Miss Universe calls on young Russians to get tested for HIV
06 April 2006Esta información no está disponible en español.
Wearing one of the T-shirts created in the “Designers against AIDS” project, Natalie Glebova, Miss Universe 2005, helped kick start Russia’s Fashion Week 2006/07 and to raise AIDS awareness.
This was Natalie’s first trip back to her birthplace since she moved to Canada at the age of 12. She felt AIDS was too important an issue to miss an opportunity to talk with Russia’s young people about HIV.
“I urge young Russians, who are disproportionately affected by the epidemic, to help prevent the spread of HIV” Natalie said. “By getting tested, learning more about HIV and how to prevent transmission, and being tolerant towards people living with HIV, everyone can make a contribution in the AIDS response.”
Natalie’s recent three-day visit to Moscow included a round table discussion with experts on HIV testing, meetings with policy makers at the State Duma of the Russian Federation, discussions with representatives of the community of people living with HIV, as well as meetings with Russian celebrities and opinion leaders in business and media.
“Misinformation about AIDS, along with stigma and discrimination, is one of the greatest challenges that we must overcome to prevent further spread of the epidemic and improve the lives of people living with HIV,” she said.

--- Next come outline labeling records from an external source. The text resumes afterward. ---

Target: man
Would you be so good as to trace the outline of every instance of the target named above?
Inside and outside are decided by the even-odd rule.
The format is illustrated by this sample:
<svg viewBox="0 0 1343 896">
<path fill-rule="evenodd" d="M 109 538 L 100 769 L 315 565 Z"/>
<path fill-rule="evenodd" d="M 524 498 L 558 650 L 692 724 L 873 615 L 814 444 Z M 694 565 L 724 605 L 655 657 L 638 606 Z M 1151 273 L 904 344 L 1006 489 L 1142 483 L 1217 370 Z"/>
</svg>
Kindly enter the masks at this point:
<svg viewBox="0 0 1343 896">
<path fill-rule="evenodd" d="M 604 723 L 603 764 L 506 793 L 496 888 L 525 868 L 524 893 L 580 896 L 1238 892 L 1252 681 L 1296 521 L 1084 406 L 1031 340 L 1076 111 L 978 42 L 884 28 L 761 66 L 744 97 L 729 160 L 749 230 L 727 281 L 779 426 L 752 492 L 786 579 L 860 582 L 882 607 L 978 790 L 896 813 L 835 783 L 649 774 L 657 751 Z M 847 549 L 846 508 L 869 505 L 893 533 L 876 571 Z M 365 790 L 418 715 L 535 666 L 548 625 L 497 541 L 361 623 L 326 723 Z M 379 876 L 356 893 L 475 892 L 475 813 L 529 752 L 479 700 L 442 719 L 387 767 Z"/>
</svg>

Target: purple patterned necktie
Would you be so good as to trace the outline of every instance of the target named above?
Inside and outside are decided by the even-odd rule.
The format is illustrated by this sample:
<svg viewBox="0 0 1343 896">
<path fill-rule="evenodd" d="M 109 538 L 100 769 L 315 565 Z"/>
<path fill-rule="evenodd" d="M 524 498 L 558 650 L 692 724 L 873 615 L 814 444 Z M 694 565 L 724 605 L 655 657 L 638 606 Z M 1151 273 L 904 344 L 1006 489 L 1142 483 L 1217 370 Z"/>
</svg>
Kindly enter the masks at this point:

Increasing awareness about AIDS has been the official cause of the Miss Universe competition since 1998. In 2005 Natalie Glebova began her reign with a trip to South Africa where she publicly took an HIV test, highlighting the importance of knowing one’s HIV status. Since then she has continued raising awareness and urging young people – especially young women– to know their HIV status.
“According to the latest UNAIDS estimates, up to 1.4 million people in the Russian Federation are living with HIV. “A striking fact is their young age. 80% of people living with HIV in Russia are under 30, and the proportion of women among new HIV cases is growing fast” said Bertil Lindblad, UNAIDS Representative in the Russian Federation. By contrast, in North America and Western Europe, only 30% of all people infected are under 30.
During her stay in Moscow, Natalie met with people living with HIV to discuss challenges they face and means for improving the situation. She took a public HIV test and attended a confidential consultation at a Moscow clinic, to raise awareness about the importance of access to voluntary and confidential testing and counseling services. She also held meetings with policy makers to discuss how to improve access for Russians to these crucial services.
“Today, information is the only vaccine against HIV. Natalie’s visit to Russia makes a very tangible contribution to raising awareness, reducing stigma and, ultimately, saving lives,” said Avet Khachatrian, Director of Programs in Russia for Transatlantic Partners against AIDS. “Her dedication to the global AIDS response encourages public dialogue about HIV and strengthens the cross-sectoral cooperation that is essential to effectively respond to the epidemic,”
“The fight against AIDS in Russia is a fight to save a generation of young people at risk of getting infected” said Mikhail Rukavishnikov, Director of Community of People Living with HIV. “Natalie is a role model for young people in Russia who may be not aware of the need of getting tested. She is an inspiration and a critical voice for AIDS awareness, tolerance towards people living with HIV and prevention in Russia and worldwide.”
Natalie Glebova also reached out to mobilize the creative community and business circles in Russia to actively join the AIDS response, and raised awareness through media interviews as a spokesperson for the cause.
The visit to Russia was organized by UNAIDS, Transatlantic Partners Against AIDS, The Global Health Council and The Miss Universe Organization.